Partitioning the root-derived CO2 efflux from the soil into actual root respiration (RR) and microbial respiration of exudates and root residues is very important for determining the carbon (C) and energy balance of soils. Studies based on artificial root environments like hydroponics or sterile soils give unrealistic figures for C partitioning and are unsuitable for predicting C flows under natural conditions. To date, only four methods have been suggested to separate RR and rhizomicrobial respiration in non-sterile soils: (1) the isotope dilution method, (2) the model rhizodeposition technique, (3) modeling of 14CO2 efflux dynamics, and (4) the exudate elution procedure. All four methods are based on the pulse labeling of shoots in a 14CO2 atmosphere and subsequent monitoring of 14CO2 efflux from the soil. However, the basic assumptions and principles of these methods, as well as the results observed in the original papers, all differ from one another. This study describes the separation of RR of Lolium perenne grown on a loamy Haplic Luvisol from microbial respiration of rhizodeposits by means of all four methods under the same experimental conditions. te of alternative principles, the isotope dilution and the 14CO2 dynamics methods show a similar level of RR: accordingly, 39 and 45% of total root-derived CO2 efflux were accounted for by RR. The remainder is rhizomicrobial respiration. The exudate elution method, which underestimates the total rhizodeposition, shows that at least 19% of root-derived CO2 is produced by exudate decomposition.
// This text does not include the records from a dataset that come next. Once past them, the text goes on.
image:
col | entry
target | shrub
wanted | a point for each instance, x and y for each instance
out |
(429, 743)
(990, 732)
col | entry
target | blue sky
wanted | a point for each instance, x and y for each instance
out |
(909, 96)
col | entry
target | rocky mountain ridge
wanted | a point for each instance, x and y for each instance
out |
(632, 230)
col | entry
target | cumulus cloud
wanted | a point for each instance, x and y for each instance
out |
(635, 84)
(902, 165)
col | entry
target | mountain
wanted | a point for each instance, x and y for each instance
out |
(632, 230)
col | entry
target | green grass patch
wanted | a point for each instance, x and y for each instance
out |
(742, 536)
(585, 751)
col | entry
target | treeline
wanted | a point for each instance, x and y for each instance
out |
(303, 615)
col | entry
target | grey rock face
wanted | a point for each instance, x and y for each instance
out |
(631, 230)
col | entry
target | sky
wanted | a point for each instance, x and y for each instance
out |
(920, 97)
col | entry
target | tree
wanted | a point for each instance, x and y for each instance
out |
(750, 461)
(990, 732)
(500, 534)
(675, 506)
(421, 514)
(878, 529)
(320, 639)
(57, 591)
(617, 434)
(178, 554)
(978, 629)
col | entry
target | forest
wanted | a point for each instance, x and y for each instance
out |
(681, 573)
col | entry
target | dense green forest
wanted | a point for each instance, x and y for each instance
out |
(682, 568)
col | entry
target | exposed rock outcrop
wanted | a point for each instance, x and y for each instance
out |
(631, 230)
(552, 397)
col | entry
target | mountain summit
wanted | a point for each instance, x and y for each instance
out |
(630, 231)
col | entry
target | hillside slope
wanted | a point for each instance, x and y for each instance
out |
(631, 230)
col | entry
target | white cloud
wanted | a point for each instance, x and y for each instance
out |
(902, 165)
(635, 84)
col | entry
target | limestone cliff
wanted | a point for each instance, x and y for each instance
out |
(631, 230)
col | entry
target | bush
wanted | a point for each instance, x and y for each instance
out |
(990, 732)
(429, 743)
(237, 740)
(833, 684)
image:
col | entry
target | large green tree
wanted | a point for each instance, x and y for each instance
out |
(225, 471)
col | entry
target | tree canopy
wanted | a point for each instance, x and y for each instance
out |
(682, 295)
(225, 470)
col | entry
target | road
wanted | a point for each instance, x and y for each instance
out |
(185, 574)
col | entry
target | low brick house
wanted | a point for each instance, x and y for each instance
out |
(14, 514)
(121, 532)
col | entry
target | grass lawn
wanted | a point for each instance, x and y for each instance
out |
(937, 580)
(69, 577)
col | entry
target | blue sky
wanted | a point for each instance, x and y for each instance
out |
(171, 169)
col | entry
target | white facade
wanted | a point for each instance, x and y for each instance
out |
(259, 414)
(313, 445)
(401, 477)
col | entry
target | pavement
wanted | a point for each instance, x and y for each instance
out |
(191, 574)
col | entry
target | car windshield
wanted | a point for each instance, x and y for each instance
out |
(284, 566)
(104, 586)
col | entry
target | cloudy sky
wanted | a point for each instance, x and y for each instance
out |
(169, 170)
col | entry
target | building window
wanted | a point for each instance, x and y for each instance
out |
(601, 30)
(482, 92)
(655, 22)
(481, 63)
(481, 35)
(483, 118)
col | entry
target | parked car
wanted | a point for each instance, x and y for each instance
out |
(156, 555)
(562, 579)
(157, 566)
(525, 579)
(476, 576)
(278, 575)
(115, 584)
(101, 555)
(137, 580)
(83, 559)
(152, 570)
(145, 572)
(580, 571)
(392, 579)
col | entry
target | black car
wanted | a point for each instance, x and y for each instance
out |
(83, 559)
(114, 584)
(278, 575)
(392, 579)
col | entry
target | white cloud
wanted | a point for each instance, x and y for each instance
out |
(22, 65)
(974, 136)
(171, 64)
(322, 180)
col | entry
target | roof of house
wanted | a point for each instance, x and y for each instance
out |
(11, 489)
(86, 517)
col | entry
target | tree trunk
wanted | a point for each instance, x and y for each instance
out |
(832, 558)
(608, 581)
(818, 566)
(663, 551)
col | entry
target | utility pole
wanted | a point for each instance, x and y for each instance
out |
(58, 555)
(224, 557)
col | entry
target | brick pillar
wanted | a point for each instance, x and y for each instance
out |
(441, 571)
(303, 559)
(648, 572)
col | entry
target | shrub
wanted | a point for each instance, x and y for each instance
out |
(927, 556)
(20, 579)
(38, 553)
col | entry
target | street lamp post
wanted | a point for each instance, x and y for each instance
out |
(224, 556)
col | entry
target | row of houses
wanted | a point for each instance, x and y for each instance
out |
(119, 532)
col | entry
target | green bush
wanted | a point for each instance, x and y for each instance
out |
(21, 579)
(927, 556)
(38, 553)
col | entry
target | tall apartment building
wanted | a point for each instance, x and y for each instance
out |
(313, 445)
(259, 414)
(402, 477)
The microbial respiration of rhizodeposits calculated using the model rhizodeposition technique is also underestimated. The exudate elution method is the only procedure allowing physical separation of both C flows. The assumptions and principles of all four methods are reviewed and the effects of possible shortcomings on the separation results are discussed. In conclusion, RR contributes about 40–50% to the root-derived CO2 efflux. The remaining 50–60% comprise the microbial decomposition of root exudates and other rhizodeposits. The longer the period of monitoring the CO2 efflux after the pulse labeling is, the higher the contribution of rhizomicrobial respiration to the total root-derived CO2 efflux from soil.